O presidente dos Estados Unidos, Donald Trump, afirmou neste domingo, 24 de maio de 2026, que o bloqueio naval ao Irã continuará em vigor até que um acordo final seja alcançado, certificado e assinado. A declaração ocorre mesmo após Washington e Teerã avançarem em um memorando de entendimento sobre a paz.
Trump disse que não pretende apressar a conclusão das negociações. Segundo ele, o objetivo é garantir que todos os pontos sejam fechados de forma “ordenada e construtiva”, especialmente as restrições ao programa nuclear iraniano.
“O bloqueio permanecerá em pleno vigor até que um acordo seja alcançado, certificado e assinado. Ambas as partes devem ter calma e garantir que tudo seja feito corretamente. Não podem ocorrer erros!”, afirmou Trump, em publicação no Truth Social, reproduzida pelo Poder360.
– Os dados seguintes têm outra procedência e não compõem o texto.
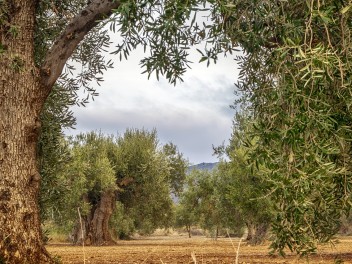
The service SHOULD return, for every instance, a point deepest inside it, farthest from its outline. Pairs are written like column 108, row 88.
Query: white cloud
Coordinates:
column 193, row 115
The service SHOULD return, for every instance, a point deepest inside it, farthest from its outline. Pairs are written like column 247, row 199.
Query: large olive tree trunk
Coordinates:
column 21, row 101
column 23, row 90
column 93, row 229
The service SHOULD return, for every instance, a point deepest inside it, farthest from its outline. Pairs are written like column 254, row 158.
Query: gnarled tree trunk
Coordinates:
column 95, row 226
column 21, row 101
column 23, row 90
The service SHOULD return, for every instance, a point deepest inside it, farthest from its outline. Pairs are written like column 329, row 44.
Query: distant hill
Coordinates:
column 203, row 166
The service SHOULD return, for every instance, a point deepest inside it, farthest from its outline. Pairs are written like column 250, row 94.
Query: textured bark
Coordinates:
column 23, row 90
column 21, row 100
column 95, row 226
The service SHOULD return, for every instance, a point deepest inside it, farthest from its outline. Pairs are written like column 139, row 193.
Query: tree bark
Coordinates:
column 96, row 224
column 23, row 90
column 21, row 101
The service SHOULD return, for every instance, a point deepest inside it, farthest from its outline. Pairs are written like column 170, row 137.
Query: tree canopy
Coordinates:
column 295, row 77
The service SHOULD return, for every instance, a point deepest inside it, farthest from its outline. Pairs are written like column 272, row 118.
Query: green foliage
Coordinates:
column 178, row 167
column 132, row 166
column 143, row 174
column 295, row 72
column 243, row 189
column 53, row 152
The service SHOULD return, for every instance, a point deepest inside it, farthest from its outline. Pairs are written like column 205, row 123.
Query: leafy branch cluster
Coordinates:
column 296, row 73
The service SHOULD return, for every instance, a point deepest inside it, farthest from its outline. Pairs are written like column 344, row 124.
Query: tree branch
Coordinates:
column 67, row 42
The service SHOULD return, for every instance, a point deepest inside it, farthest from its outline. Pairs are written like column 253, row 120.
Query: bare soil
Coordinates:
column 180, row 249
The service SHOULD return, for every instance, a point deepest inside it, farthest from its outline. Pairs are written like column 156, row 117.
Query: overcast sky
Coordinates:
column 194, row 114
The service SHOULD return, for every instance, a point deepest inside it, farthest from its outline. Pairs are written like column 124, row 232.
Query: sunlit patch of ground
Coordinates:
column 179, row 249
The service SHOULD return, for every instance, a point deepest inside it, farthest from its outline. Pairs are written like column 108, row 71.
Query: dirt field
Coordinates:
column 177, row 249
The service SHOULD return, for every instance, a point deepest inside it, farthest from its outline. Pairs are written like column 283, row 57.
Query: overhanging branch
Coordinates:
column 74, row 33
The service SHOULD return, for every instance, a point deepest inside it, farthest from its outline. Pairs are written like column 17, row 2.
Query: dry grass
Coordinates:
column 180, row 249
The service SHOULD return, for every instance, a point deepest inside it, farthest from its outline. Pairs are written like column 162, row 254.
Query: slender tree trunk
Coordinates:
column 188, row 228
column 257, row 233
column 96, row 223
column 21, row 101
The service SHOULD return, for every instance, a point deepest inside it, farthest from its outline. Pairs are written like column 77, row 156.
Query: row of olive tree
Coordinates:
column 232, row 196
column 117, row 185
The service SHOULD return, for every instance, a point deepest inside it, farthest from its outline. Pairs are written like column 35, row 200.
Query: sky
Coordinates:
column 194, row 115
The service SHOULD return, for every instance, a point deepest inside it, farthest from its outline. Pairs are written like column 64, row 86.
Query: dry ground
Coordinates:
column 179, row 249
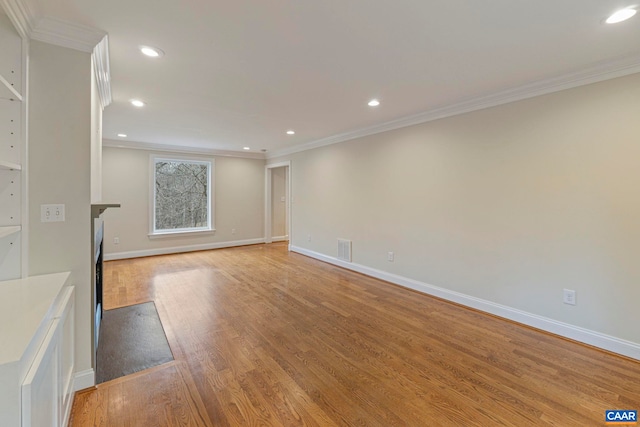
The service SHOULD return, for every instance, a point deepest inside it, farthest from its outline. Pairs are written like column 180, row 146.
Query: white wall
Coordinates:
column 238, row 195
column 96, row 140
column 59, row 172
column 509, row 204
column 278, row 202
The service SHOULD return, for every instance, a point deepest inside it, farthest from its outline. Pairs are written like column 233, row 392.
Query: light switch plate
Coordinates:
column 51, row 213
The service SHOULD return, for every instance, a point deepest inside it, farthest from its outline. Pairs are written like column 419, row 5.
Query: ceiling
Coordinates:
column 243, row 72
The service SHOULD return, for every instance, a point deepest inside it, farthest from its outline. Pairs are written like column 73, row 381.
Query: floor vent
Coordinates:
column 344, row 250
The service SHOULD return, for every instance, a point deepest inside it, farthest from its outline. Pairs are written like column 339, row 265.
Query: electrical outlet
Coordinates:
column 51, row 213
column 569, row 296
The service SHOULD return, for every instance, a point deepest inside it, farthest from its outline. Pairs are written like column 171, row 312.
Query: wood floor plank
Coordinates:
column 262, row 336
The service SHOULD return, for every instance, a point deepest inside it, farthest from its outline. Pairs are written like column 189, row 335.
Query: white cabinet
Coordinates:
column 36, row 351
column 12, row 150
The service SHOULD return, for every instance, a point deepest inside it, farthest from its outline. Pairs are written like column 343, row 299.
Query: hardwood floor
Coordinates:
column 261, row 336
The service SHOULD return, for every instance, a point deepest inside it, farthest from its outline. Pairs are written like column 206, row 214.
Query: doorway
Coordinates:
column 278, row 202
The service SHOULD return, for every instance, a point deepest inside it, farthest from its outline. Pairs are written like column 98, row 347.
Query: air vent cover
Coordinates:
column 344, row 250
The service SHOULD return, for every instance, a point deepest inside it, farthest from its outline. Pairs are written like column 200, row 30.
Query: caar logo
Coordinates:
column 621, row 416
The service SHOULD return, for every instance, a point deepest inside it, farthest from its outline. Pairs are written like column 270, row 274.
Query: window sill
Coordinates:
column 180, row 233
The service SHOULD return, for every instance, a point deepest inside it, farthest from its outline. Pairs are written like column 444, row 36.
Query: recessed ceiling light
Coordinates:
column 621, row 15
column 152, row 52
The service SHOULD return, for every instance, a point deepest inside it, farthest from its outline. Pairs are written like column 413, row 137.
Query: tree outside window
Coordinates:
column 182, row 195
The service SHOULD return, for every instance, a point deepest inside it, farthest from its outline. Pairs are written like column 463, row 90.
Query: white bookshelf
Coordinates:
column 12, row 152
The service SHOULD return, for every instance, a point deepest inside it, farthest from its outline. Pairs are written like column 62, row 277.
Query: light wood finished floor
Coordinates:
column 261, row 336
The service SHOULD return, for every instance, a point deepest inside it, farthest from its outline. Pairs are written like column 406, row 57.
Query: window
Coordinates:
column 181, row 192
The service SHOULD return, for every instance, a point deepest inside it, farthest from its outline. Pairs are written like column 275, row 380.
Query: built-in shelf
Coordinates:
column 7, row 91
column 9, row 165
column 98, row 208
column 8, row 230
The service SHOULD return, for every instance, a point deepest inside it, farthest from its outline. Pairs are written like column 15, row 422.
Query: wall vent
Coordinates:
column 344, row 250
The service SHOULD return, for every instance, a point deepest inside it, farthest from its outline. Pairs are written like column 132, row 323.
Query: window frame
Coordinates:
column 177, row 232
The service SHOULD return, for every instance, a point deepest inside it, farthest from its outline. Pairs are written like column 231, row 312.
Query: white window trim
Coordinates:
column 180, row 232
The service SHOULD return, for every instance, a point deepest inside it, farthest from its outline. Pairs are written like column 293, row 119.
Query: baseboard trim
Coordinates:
column 84, row 379
column 180, row 249
column 586, row 336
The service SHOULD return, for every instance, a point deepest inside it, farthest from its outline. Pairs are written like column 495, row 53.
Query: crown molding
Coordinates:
column 66, row 34
column 597, row 72
column 148, row 146
column 22, row 16
column 30, row 24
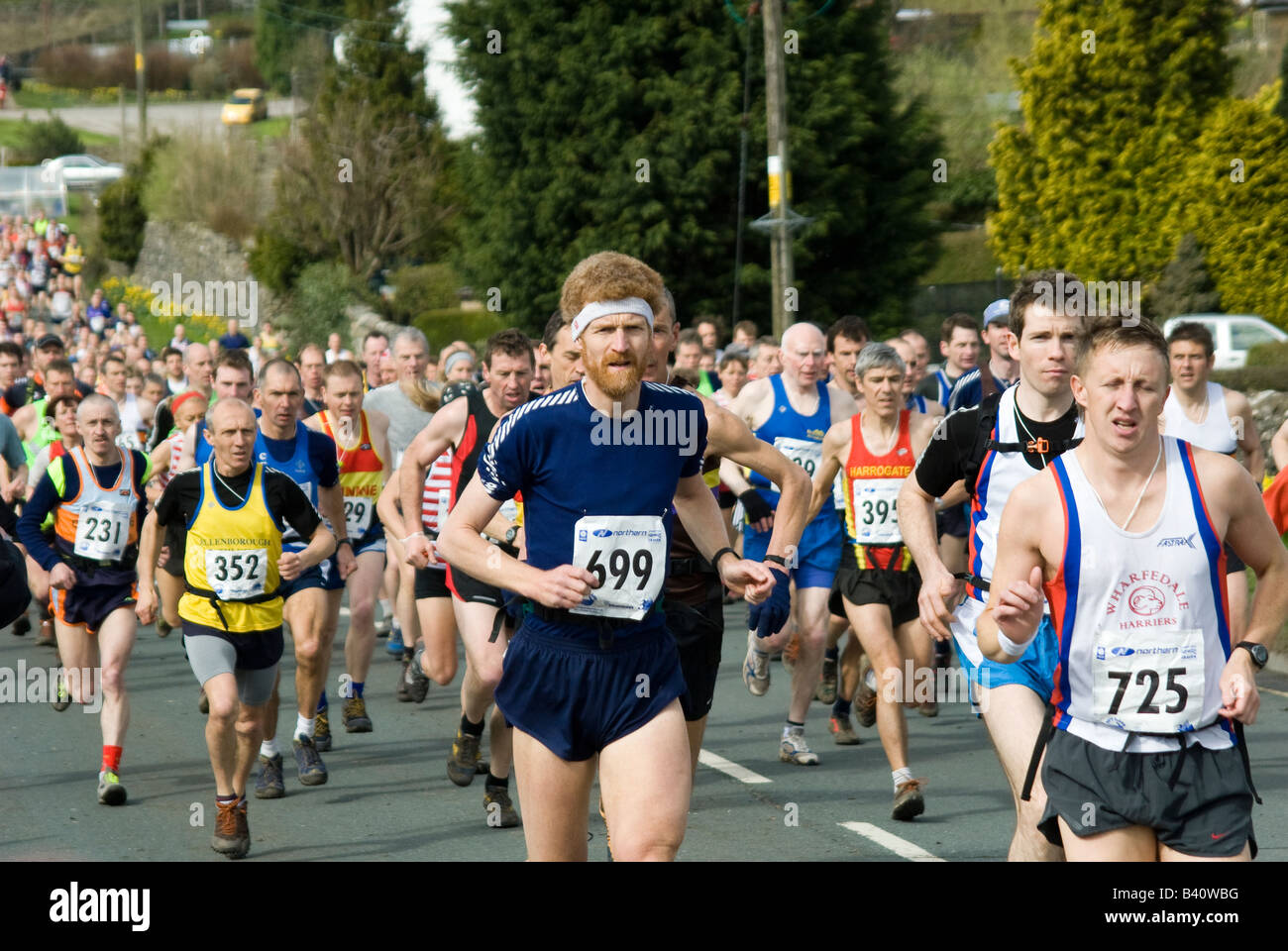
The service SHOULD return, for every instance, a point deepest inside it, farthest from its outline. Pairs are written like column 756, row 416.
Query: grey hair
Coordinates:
column 411, row 334
column 877, row 356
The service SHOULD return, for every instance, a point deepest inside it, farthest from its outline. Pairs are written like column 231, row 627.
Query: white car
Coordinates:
column 1233, row 334
column 80, row 170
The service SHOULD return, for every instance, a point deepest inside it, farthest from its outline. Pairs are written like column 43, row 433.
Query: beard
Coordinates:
column 616, row 381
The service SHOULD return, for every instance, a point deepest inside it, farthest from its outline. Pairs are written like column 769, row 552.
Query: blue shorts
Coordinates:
column 559, row 686
column 325, row 575
column 1034, row 669
column 818, row 556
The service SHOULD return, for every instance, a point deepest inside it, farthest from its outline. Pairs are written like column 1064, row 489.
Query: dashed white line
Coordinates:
column 901, row 847
column 730, row 768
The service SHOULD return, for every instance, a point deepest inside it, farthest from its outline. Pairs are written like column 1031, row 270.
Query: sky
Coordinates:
column 424, row 18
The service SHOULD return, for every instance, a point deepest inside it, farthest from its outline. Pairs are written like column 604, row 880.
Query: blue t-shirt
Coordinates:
column 572, row 463
column 969, row 390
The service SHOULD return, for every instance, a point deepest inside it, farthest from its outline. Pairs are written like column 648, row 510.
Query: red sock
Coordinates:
column 111, row 759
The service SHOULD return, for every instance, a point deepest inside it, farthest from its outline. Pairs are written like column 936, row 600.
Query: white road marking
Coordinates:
column 730, row 768
column 901, row 847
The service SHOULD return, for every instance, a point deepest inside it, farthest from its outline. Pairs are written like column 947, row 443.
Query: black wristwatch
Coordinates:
column 1260, row 655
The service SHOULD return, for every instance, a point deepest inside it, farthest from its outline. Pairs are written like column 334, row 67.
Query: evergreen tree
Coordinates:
column 616, row 125
column 368, row 182
column 284, row 29
column 1185, row 285
column 1235, row 191
column 1115, row 94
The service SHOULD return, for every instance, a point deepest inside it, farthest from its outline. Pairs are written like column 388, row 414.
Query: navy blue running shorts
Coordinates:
column 559, row 686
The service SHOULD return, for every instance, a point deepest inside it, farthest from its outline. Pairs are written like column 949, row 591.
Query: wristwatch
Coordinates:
column 1260, row 655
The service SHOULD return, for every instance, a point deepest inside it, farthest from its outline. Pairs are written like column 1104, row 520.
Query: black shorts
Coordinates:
column 1197, row 800
column 90, row 603
column 432, row 582
column 953, row 521
column 175, row 539
column 896, row 589
column 472, row 590
column 698, row 633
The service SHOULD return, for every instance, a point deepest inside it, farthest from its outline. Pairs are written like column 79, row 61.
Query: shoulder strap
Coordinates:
column 983, row 441
column 988, row 385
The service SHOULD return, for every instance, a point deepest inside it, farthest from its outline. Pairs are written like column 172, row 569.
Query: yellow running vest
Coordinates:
column 230, row 562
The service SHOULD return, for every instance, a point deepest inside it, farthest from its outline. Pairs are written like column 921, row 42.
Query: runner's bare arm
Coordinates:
column 150, row 548
column 1279, row 448
column 188, row 457
column 460, row 543
column 835, row 442
column 1232, row 493
column 939, row 589
column 730, row 438
column 1016, row 596
column 700, row 515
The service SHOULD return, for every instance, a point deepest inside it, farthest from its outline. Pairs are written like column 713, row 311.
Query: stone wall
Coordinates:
column 196, row 254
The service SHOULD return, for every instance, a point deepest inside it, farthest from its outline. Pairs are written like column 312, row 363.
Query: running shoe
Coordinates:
column 232, row 830
column 417, row 685
column 793, row 749
column 500, row 808
column 463, row 765
column 866, row 699
column 825, row 689
column 62, row 696
column 755, row 668
column 322, row 729
column 110, row 789
column 842, row 733
column 909, row 801
column 312, row 768
column 356, row 719
column 791, row 652
column 269, row 784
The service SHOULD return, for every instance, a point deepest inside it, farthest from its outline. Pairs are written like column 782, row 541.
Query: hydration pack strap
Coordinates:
column 1043, row 739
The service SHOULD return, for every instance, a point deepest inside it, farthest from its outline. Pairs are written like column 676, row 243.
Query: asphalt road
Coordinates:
column 389, row 797
column 166, row 118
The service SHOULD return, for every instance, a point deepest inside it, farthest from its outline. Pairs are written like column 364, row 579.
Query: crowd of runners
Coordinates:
column 581, row 509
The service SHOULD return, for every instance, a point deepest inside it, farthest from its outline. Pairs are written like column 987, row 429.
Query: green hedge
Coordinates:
column 442, row 326
column 1269, row 355
column 1252, row 379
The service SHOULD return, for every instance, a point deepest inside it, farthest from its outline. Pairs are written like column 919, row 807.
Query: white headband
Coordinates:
column 601, row 308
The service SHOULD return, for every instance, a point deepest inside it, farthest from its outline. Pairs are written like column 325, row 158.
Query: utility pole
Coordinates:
column 141, row 85
column 780, row 169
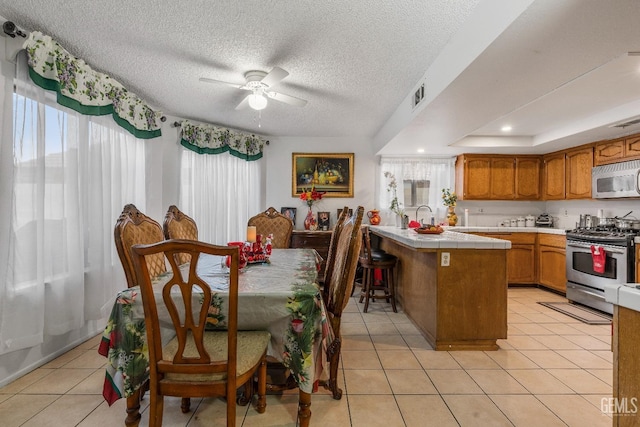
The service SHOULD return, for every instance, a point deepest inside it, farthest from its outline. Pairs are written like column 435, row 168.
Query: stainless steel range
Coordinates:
column 585, row 285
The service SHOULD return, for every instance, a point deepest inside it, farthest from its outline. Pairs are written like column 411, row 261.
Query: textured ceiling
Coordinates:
column 557, row 71
column 353, row 61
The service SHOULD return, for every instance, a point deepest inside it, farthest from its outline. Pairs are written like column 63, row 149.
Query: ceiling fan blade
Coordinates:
column 287, row 99
column 207, row 80
column 274, row 76
column 243, row 104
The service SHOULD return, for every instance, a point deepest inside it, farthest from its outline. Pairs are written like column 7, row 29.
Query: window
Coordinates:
column 422, row 182
column 416, row 192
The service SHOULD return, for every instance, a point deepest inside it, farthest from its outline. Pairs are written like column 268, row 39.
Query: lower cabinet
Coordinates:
column 552, row 260
column 318, row 240
column 521, row 258
column 536, row 258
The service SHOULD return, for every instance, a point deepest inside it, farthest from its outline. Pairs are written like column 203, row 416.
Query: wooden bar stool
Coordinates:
column 370, row 261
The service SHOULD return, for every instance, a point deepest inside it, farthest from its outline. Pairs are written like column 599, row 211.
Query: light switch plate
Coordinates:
column 445, row 259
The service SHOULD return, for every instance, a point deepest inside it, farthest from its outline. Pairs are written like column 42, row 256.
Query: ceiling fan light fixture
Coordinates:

O ponto central das conversas é o programa nuclear do Irã. Trump indicou que qualquer entendimento deverá incluir restrições ao desenvolvimento de armas nucleares e ao enriquecimento de urânio. É a diplomacia com o dedo no gatilho — sem pressa, mas também sem afrouxar o nó.
O memorando em discussão também envolve a possível reabertura do Estreito de Ormuz, uma das rotas marítimas mais sensíveis para o transporte global de petróleo. Segundo o Poder360, Trump afirmou no sábado, 23 de maio, que o acordo estava amplamente negociado e que a conclusão poderia ser anunciada em breve.
A agência Reuters também informou que as negociações tratam da reabertura do estreito, da redução do enriquecimento de urânio e de uma possível suspensão gradual do bloqueio, mas ainda há pontos sensíveis sem definição final.
Trump aproveitou a declaração para criticar o acordo nuclear firmado em 2015 durante o governo Barack Obama, que ele classificou como um dos piores já feitos pelos Estados Unidos. O republicano tenta diferenciar sua negociação atual, afirmando que a proposta em debate seguiria caminho oposto ao pacto anterior.
Na prática, o recado de Washington é claro: haverá conversa, mas não concessão automática. O bloqueio continua sendo usado como instrumento de pressão enquanto os negociadores tentam transformar o memorando em um acordo definitivo.